Police looking for witnesses after accident at Voltaplatz
The police are looking for witnesses after a hit and run accident on a zebra crossing at Voltaplatz.
The accident happened as a woman was crosssing the road at around 10.15am on Wednesday morning. She was struck by a car and suffered minor injuries, the Basel-Stadt police said yesterday (Monday).
Both the woman and the car driver told the police that they had the right of way. Witnesses who can provide relevant information about the accident are asked to telephone the traffic police on: 061 699 12 12 or via the following email address: KapoVrk.VLZOi@jsd.bs.ch.
Investigation into "unusual" train derailment expected to take months
An investigation to find out why a train derailed at Basel SBB train station last Wednesday is expected to take several months.
The German ICE train, from Hamburg, derailed on its approach at around 5pm, causing a power cut and throwing the travel plans of thousands of commuters into chaos. The network did not return to normal until Saturday afternoon.
Christoph Kupper, from the independent Swiss investigators (SUST), said on Monday that there are no hints as to the cause of the accident, such as a forgotten retaining wedge.
He said the investigation would be “long-term”, comparing it to a similar incident in March where an Italian train derailed in Lucerne. There is still no conclusive analysis of the accident.

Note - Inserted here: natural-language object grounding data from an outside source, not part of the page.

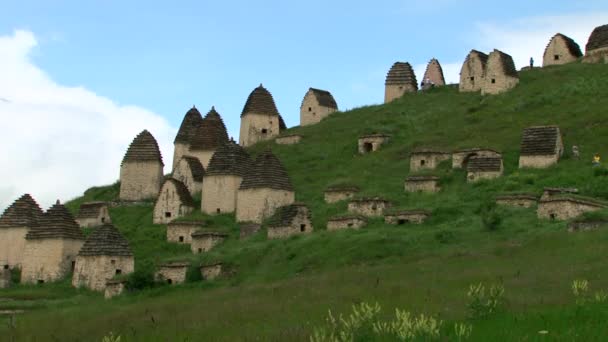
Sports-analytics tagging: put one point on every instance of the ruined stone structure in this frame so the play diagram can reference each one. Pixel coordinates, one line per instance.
(208, 137)
(263, 190)
(172, 273)
(260, 119)
(51, 247)
(141, 171)
(426, 159)
(460, 158)
(517, 200)
(190, 171)
(105, 254)
(374, 206)
(346, 222)
(433, 76)
(229, 164)
(16, 221)
(181, 231)
(399, 80)
(406, 216)
(480, 168)
(181, 144)
(472, 71)
(566, 207)
(290, 139)
(596, 50)
(335, 194)
(541, 147)
(422, 184)
(204, 241)
(290, 220)
(372, 142)
(500, 73)
(561, 50)
(173, 201)
(93, 214)
(316, 105)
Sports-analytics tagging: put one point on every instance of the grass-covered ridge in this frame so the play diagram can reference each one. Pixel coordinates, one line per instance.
(282, 288)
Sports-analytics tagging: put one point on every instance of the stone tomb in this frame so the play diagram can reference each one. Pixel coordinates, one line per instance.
(346, 222)
(422, 184)
(204, 241)
(372, 142)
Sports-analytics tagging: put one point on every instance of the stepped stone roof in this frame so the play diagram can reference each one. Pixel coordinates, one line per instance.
(90, 209)
(210, 134)
(267, 172)
(598, 38)
(106, 240)
(143, 148)
(572, 46)
(188, 127)
(24, 212)
(539, 140)
(260, 101)
(484, 164)
(56, 223)
(230, 159)
(401, 73)
(285, 214)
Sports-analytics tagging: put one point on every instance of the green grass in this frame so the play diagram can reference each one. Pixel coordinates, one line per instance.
(281, 289)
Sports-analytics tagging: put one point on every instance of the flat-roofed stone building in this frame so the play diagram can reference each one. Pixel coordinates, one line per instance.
(16, 221)
(500, 73)
(104, 255)
(472, 71)
(399, 80)
(93, 214)
(290, 220)
(541, 147)
(208, 137)
(187, 129)
(141, 171)
(229, 164)
(173, 201)
(51, 247)
(190, 171)
(264, 189)
(316, 105)
(561, 50)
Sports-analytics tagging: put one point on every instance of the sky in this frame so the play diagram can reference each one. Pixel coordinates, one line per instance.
(79, 80)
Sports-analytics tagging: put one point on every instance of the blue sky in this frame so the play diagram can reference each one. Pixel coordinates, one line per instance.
(161, 58)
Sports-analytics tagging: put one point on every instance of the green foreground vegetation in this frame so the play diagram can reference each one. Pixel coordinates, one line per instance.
(282, 290)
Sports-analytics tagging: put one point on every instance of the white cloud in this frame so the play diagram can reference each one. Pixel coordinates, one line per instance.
(57, 141)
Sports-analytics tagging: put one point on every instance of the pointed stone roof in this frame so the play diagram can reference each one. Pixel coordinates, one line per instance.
(598, 38)
(230, 159)
(191, 120)
(210, 134)
(106, 240)
(24, 212)
(56, 223)
(143, 148)
(401, 73)
(267, 172)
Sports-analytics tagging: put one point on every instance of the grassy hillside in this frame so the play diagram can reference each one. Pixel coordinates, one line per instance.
(280, 290)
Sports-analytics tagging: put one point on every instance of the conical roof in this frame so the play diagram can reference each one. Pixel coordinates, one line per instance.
(267, 172)
(260, 101)
(191, 121)
(143, 148)
(56, 223)
(230, 159)
(24, 212)
(106, 240)
(210, 134)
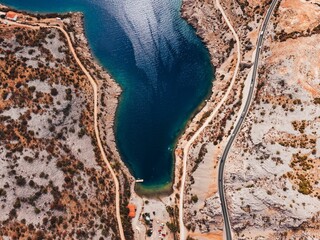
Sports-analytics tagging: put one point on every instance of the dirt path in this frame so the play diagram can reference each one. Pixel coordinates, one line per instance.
(95, 113)
(209, 119)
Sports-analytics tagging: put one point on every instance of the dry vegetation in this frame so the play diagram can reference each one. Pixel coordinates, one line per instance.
(54, 184)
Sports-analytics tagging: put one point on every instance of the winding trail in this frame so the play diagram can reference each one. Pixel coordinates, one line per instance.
(238, 124)
(209, 119)
(95, 114)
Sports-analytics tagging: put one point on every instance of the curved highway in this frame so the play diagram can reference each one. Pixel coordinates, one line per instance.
(227, 228)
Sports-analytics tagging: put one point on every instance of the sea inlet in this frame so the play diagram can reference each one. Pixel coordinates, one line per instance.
(162, 66)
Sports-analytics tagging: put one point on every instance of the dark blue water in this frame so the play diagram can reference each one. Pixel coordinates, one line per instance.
(161, 65)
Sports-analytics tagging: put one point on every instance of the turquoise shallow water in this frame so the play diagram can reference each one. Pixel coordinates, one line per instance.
(161, 65)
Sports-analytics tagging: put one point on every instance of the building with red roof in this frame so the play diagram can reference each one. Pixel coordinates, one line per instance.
(132, 210)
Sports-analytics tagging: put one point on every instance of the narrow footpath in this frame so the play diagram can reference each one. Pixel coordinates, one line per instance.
(95, 114)
(209, 119)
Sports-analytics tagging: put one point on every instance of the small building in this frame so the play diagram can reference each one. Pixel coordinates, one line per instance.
(12, 16)
(132, 210)
(2, 14)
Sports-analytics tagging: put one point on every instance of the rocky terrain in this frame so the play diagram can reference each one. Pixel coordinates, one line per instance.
(272, 172)
(54, 184)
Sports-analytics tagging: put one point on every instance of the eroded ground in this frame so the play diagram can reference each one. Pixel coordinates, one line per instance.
(53, 184)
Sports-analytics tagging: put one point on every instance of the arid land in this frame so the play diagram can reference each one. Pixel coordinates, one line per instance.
(54, 183)
(272, 173)
(57, 185)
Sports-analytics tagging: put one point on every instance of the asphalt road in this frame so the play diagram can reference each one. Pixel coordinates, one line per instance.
(227, 227)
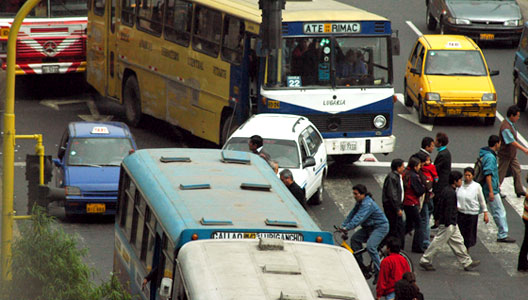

The Basel accident is unusual in that the train derailed while in motion –and that three carriages in the centre jumped the rails rather than the front. At first glance, the infrastructure therefore does not seem to be the cause of the derailment, Mr Kupper said. It is unclear whether a malfunctioning switch caused the accident.
The damaged carriages remain in Basel, where they are being thoroughly examined, Mr Kupper said. This includes taking measurements of the wheels and truck bogies to provide data for model calculations. If necessary, the train material will also be examined.
Parallels to Dortmund incident
The SUST has also contacted their specialist colleagues in Germany, who have arrived in Basel to help with the investigations. In May this year, an ICE jumped the rails in Dortmund in a similar manner to the train in Basel – although the Dortmund train had been a second-generation ICE. A possible explanation lies in the “stiff” design of high-speed trains such as the ICE, which do not run optimally when entering narrow radiuses at train stations. However, this scenario is also still part of the ongoing investigations, Mr Kupper said.
Technical compatibilities are checked before trains are allowed to run on tracks in other countries – this also applies to ICE trains in Switzerland. Last month, the SBB and the Deutsche Bahn (DB) celebrated the 25th anniversary of the ICE in Switzerland and presented the newest ICE 4 in Basel.
Looking at the interim research results, there are “no hypotheses” for either of the derailments in Basel and Lucerne, the SUST said. Mr Kupper said that finding the exact cause would most likely be a “hard nut to crack”. The first results are not expected to be available until May. As always, the SUST will publish its final report online.
E-Mobility is becoming more popular
The number of charging stations for electronic cars in Basel is growing. By February, there will be eleven new charging stations in the “blue” parking zones of the city. Where charging stations have been installed on private property, the Industrial Works of Basel (IWB) have developed special offers so that tenants can also also from the stations. In addition, the IWB will provide a pool car for Mobility car-sharing customers.
The eleven new charging stations in the blue parking zones will have two charging spots each. This expansion is part of a commission by the canton of Basel-Stadt as a pilot project in cooperation with the office for environment and energy, the office for mobility, and further offices of the cantonal authorities. An overview map released in the “energie&wasser” IWB magazine shows where the new stations will be installed.
The public infrastructure is matched by charging possibilities near private houses or at workplaces. The IWB offer an innovative approach with the so-called “Chargebox”: Tenants, landlords, house owners as well as companies will find their solution among the IWB offers. This includes the installation of a photovoltaic plant, which will charge both the charging station and cars with solar power.
The IWB has been using electronic cars for years. Currently, 18 vehicles (or 11 per cent) of their company cars are electronic.